Have you noticed that the colder it gets outside, the harder it becomes to drink water? The appeal of a hot cup of tea or coffee is just too strong. However, just because it is winter doesn’t mean you’re safe from dehydration. Staying hydrated is crucial if you’re trying to start or maintain a healthy lifestyle.
What makes drinking enough water during the colder months so difficult is the fact that your body’s thirst response is reduced by up to 40% in winter. This is by your body trying to conserve heat by constricting blood vessels and drawing blood to its core.
Winter dehydration can cause all sorts of unwanted symptoms including dry skin, chapped lips, headaches and dry coughs. During winter you lose a lot more fluid due to the water vapour being lost through your mouth – that steamy cloud you see every time when you exhale in cold air, that’s H2O.
One way of combining H2O and enjoying a warm, soothing beverage is by drinking herbal teas. Delicious varieties such as lemon, ginger, fennel, peppermint or dandelion tea will ensure that you’re adequately hydrated. Adding to its benefits, herbal tea has a range of health benefits including relief from constipation, bloating and IBS, easing nausea and headaches as well as cleansing your blood, liver and kidneys. You can buy these at any health or whole foods store. Most office water coolers have a hot water option, so making a cup of herbal tea is just as convenient as pouring a glass of ice cold water.
If you’re not a fan of herbal teas, you can also try drinking a cup of warm water with a slice of lemon, sweetened with half a teaspoon of honey. This is a great way to not only quench your thirst, but also boost your immune system and soothe a sore throat.
If you are experiencing a dry mouth, muscle cramps, fatigue or even a headache, you may be suffering from dehydration. When experiencing symptoms like these you may think that you are coming down with something, but it could just be signs of your body crying out for water.
Our bodies are able to survive for five weeks without food, but can’t function for longer than 5 days without water. Dehydration can occur at any time and does not only happen when your body is experiencing stress from ‘hitting the wall’ during running or being stranded in an isolated location for weeks.
There are two types of dehydration that can occur namely acute and chronic. Acute dehydration can be experienced in a short period of time and is due to quick depletion of fluids from the body and overexertion. Chronic dehydration on the other hand occurs when water in your body is not replaced day after day.
When you do not replenish water lost over time, your body redistributes and regulates the available water that you still have – so it basically rations water and only uses it when it’s most needed.
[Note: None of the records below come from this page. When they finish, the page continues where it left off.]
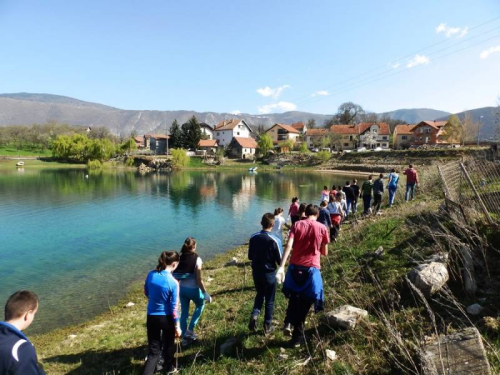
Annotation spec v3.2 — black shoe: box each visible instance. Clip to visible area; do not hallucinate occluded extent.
[264,324,274,336]
[248,316,257,332]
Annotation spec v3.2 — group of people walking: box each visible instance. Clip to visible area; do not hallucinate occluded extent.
[0,165,419,375]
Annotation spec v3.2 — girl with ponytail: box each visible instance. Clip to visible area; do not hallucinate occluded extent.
[174,237,212,345]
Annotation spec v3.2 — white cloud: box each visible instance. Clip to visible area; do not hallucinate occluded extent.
[257,85,292,99]
[406,55,431,68]
[258,102,297,113]
[311,90,330,98]
[436,23,469,38]
[479,46,500,59]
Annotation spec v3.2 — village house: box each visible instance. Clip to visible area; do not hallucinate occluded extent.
[229,137,258,159]
[358,122,391,150]
[200,122,214,139]
[214,119,252,147]
[392,124,415,150]
[266,124,300,144]
[306,129,329,148]
[413,121,458,147]
[198,139,219,154]
[330,125,359,151]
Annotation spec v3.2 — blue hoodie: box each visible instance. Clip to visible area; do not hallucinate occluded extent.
[0,322,45,375]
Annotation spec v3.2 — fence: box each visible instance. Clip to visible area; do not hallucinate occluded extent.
[438,154,500,224]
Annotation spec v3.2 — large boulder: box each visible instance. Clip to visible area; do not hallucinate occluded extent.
[326,305,368,329]
[408,262,450,297]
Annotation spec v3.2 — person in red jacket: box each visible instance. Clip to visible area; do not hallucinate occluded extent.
[403,164,418,201]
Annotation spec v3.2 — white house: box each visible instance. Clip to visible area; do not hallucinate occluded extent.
[214,119,252,147]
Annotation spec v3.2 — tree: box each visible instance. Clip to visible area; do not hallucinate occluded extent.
[182,116,201,150]
[336,102,365,125]
[168,119,182,148]
[441,115,463,143]
[257,133,273,156]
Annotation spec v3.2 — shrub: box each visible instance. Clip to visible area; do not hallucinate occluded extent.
[171,148,190,168]
[87,159,102,170]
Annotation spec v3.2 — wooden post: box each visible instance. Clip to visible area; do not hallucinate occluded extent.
[460,163,493,224]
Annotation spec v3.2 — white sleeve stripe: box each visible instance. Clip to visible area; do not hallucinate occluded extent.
[12,339,28,362]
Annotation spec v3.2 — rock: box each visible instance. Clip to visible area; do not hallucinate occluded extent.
[466,303,483,315]
[326,305,368,329]
[220,337,239,355]
[325,349,337,361]
[408,262,450,297]
[421,327,491,375]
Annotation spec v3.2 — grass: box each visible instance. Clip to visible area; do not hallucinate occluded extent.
[0,146,52,157]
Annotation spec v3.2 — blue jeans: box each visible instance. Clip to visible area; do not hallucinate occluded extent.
[405,182,415,201]
[387,185,398,206]
[252,271,276,325]
[363,195,372,214]
[180,286,205,334]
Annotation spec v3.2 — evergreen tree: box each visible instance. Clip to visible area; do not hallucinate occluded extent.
[168,119,182,149]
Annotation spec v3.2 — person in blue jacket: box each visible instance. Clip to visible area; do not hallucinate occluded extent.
[0,290,45,375]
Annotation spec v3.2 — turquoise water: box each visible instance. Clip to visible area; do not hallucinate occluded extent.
[0,167,356,332]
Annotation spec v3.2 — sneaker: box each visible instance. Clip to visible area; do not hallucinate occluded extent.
[248,315,257,332]
[264,324,274,336]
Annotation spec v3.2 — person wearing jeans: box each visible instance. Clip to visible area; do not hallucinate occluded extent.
[403,164,418,201]
[248,213,283,334]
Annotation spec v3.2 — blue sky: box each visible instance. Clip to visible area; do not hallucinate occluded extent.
[0,0,500,113]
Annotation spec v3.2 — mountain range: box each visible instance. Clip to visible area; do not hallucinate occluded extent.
[0,93,495,139]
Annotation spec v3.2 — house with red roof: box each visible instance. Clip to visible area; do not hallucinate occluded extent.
[392,124,415,150]
[229,137,258,159]
[214,119,252,147]
[266,124,300,144]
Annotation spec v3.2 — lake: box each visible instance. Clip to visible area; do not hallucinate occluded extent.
[0,163,360,333]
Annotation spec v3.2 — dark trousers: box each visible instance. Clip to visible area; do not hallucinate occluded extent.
[252,271,276,325]
[285,293,314,337]
[143,315,175,375]
[363,195,372,215]
[373,194,382,213]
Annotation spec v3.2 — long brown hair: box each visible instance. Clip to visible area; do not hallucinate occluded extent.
[156,251,180,272]
[181,237,196,254]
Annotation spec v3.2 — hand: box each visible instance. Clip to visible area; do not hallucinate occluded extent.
[203,291,212,303]
[275,267,285,284]
[175,323,182,339]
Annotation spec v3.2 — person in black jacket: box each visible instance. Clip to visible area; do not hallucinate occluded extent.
[248,213,283,334]
[0,290,45,375]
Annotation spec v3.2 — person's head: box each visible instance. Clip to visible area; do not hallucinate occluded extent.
[181,237,196,254]
[4,290,38,331]
[260,212,274,230]
[299,203,307,216]
[156,251,180,272]
[306,204,319,218]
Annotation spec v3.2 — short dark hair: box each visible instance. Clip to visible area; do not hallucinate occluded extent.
[260,212,274,229]
[156,251,180,272]
[5,290,38,321]
[306,204,319,216]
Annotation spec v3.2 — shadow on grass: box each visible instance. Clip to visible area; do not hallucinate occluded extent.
[43,346,147,375]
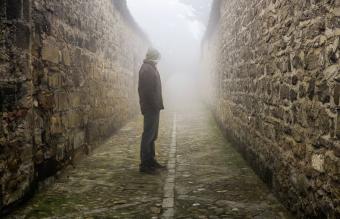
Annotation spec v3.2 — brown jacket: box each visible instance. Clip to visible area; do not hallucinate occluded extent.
[138,61,164,114]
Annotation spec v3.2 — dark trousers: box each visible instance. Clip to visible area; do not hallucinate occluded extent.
[140,112,160,166]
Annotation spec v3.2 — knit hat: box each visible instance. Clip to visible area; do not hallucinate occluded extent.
[145,48,161,62]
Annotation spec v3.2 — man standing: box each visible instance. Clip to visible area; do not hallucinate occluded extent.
[138,49,165,174]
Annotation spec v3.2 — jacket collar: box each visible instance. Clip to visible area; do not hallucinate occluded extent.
[144,60,157,67]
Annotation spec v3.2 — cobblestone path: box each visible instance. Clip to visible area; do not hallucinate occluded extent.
[8,105,290,219]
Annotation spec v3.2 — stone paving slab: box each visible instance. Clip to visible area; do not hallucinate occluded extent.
[8,113,173,219]
[8,107,291,219]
At this point, your cells are not getting enough water to operate optimally which results in symptoms that can be mistaken for illness.
How to check if you are dehydrated
If you are not 100% certain that you are dehydrated, here are two ways that can help you identify the tell-tale signs:
This common test involves pinching a roll of skin on the back part of your hand. Simply, pull the skin that is situated between your wrist and your fingers up about half a centimetre high and let go. Your skin should just spring back to its prior position, however, if it bounces back slowly you could be suffering from dehydration.
To check if you are well hydrated your urine will be mostly transparent with a tiny tinge of yellow. There are three colours that you should watch out for that show that you are starting to or are already dehydrated – yellow, chardonnay or orange.
Whether it is from the water cooler, a drinking fountain or even just straight out of the tap remember to drink at least 8 glasses of water a day to avoid getting dehydrated.